C’est à ces conditions que nos grandes écoles et universités apparaîtront aux yeux des étudiants du monde entier comme les autres lieux où la modernité s’apprend en s’inventant. C’est dans l’innovation universitaire que tout réside : la motivation des étudiants, la qualité des enseignants et des institutions et l’accroissement des contributions publiques, des entreprises et des particuliers. Il est urgent de doter l’Union européenne d’une avant-garde d’une quinzaine de groupements universitaires à la hauteur de notre nouveau continent, équivalents à ce qu’Ariane ou Airbus ont réussi dans leurs secteurs. Cela coûtera cher, mais beaucoup moins cher à l’Europe que de ne pas se doter des cadres dont elle a besoin pour prospérer.

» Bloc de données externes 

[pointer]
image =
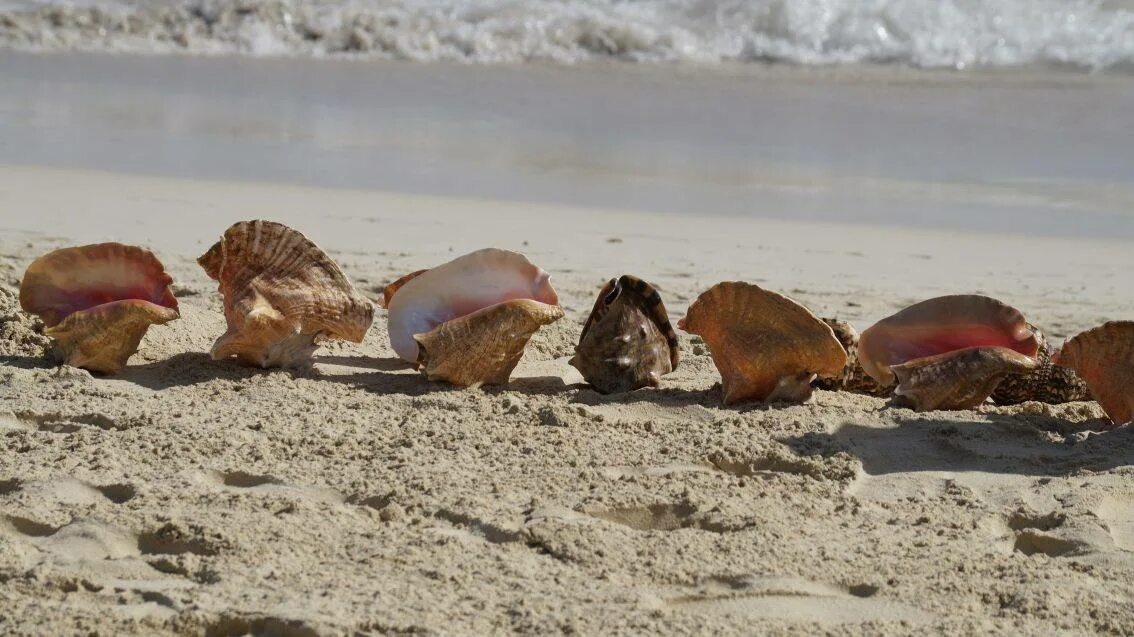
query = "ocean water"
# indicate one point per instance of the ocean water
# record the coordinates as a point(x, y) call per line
point(959, 34)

Pour ce qui est des citoyens européens, le constat est tout aussi inquiétant. Nous avons besoin de la compétence, de l’intelligence de tous nos concitoyens pour créer ce que personne n’a encore réussi à faire dans l’histoire : une démocratie de 500 millions de citoyens, 30 nationalités et 29 langues différentes. Pour cela, il faut surtout constituer petit à petit un corps social européen. Et cela ne s’impose pas d’en haut. C’est pourquoi l’expérience de l’Europe doit être accessible à tous ; en particulier, la rencontre avec les autres Européens, sans laquelle l’Europe reste une coquille intellectuelle vide de sens pour la plupart.

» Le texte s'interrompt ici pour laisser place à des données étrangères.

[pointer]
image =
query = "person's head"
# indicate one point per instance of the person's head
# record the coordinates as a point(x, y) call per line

Cette démocratisation de l’accès à l’Europe doit notamment se faire massivement à l’université, au moment où les jeunes entrent dans l’âge des voyages, de la découverte. Peu importe le motif. Qu’elle soit culturelle, sportive, politique, c’est la rencontre européenne qui prime. Au-dessous d’un objectif de plusieurs centaines de milliers d’étudiants par an (n’oublions pas qu’ils seront près de 15 millions dans l’Union élargie) expérimentant concrètement l’Europe, l’impact sera illusoire. Pour réussir un tel objectif, un seul moyen : s’appuyer massivement et directement sur l’immense tissu des associations étudiantes. Quelques centaines d’euros finançant une petite rencontre européenne étudiante sont plus rentables, en termes d’expérience de l’Europe, que plusieurs milliers d’euros affectés à un échange solitaire qui in fine restera comme une expérience touristique.

Pour construire notre Europe, il nous faut à la fois avoir l’audace de l’excellence qui alimente notre fierté et une véritable ambition démocratique qui soutienne les initiatives d’une majorité de citoyens. Loin des conservatismes qui sont indignes de la jeunesse, encourageons le désir de découverte des étudiants européens. Et donnons leur la chance de construire leur citoyenneté européenne, loin des institutions, des pactes de stabilité et autres procédures bruxelloises, par l’expérience concrète de la rencontre.